Tooling for CSS childs path?

2
Hi, is there any Browser-tooling for Chrome / Edge available, that allows me to easily extract the path to a specific CSS-child element? For example, I would like to manipulate the label of a Reference Selector. At the moment path to that child element is more guessing (CSS beginner ;-) ) for me. Maybe you know a smart helper tool to automate this task? Thx!
asked
3 answers
1

Hi Tjark,

in CSS there is no such thing as *the* canonical path to an element.  There can be multiple “paths”, and the CSS engine is supposed to take the rule with the highest specificity. 

i.e. if you have as HTML

<ul class=”my-special-list”>
    <li> Item 1 </li>
    <li> Item 2 </li>
</ul>

And you have as css:

ul > li {
   background-color: green;
   font-size: 12px;
}

ul.my-special-list > li {
   background-color: red;
}

both rules will lead to your list items.

For the font-size, the CSS engine will use the first rule, because it applies to all list items in any unordered list. For the background color it will however use the second rule, because it’s more specific (aka “has a higher specificity”) since it’s supposed to apply to list items in unordered lists with class “my-special-list”.

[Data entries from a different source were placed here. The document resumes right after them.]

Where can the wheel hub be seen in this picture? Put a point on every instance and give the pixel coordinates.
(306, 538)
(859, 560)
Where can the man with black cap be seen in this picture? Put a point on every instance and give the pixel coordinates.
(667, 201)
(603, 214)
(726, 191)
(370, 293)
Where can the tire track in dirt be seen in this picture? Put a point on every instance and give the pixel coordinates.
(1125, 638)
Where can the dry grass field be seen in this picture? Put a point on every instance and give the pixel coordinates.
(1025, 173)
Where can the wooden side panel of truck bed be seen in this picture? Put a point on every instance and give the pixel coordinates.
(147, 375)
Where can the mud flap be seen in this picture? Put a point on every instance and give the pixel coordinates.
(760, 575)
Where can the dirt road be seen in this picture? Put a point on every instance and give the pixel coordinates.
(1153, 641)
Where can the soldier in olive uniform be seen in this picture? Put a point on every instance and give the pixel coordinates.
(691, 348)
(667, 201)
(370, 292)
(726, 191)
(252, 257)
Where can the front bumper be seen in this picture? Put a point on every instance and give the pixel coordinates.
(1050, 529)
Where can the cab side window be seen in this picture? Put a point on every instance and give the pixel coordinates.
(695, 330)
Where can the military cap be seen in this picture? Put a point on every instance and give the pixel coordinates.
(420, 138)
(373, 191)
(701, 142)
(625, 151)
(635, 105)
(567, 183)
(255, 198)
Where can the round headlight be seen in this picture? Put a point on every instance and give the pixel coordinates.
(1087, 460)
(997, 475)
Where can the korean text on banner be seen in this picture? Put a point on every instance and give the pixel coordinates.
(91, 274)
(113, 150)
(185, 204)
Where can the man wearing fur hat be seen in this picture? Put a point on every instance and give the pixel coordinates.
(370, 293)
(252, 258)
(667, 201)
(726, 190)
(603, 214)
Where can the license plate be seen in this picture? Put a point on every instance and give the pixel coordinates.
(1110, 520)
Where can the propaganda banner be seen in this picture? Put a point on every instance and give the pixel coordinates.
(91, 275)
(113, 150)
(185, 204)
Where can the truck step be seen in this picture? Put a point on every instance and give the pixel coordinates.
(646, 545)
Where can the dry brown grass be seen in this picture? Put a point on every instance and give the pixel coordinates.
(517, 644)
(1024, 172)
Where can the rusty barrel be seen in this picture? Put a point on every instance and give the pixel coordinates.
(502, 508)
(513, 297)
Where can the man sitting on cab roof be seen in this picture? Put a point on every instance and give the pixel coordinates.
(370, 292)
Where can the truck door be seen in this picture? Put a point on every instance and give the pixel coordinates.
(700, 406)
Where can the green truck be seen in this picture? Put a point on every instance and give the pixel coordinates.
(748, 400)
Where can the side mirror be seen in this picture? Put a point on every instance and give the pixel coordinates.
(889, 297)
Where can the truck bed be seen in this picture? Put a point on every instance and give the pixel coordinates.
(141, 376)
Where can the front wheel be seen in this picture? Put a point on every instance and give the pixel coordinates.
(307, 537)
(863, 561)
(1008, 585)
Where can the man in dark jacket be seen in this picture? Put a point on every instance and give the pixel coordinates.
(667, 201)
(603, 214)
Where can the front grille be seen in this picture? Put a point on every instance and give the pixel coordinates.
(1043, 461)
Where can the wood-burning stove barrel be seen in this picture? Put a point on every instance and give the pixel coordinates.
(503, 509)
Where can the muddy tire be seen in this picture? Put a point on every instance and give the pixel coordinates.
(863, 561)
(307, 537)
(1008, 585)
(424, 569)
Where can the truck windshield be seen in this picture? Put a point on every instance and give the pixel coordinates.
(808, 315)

Having said all that, the Chromium dev tools have a tab called “Computed” that shows you where each style applied to an element comes from, or in other words it points you to the applicable (i.e. most specific) rule for that style of the element.

answered
1

Hi Tjark,
One way to start is using “Dev Tools” from your browser (just press F12) and then you can select the element and and see what CSS class you should manipulate.


But for your own custom style you should add your own classes, to a container or directly into the widget or element that you want to edit/customize.  

answered
0

Thanks Miguel,

my question goes in the direction, how I can find out, which path an child element has.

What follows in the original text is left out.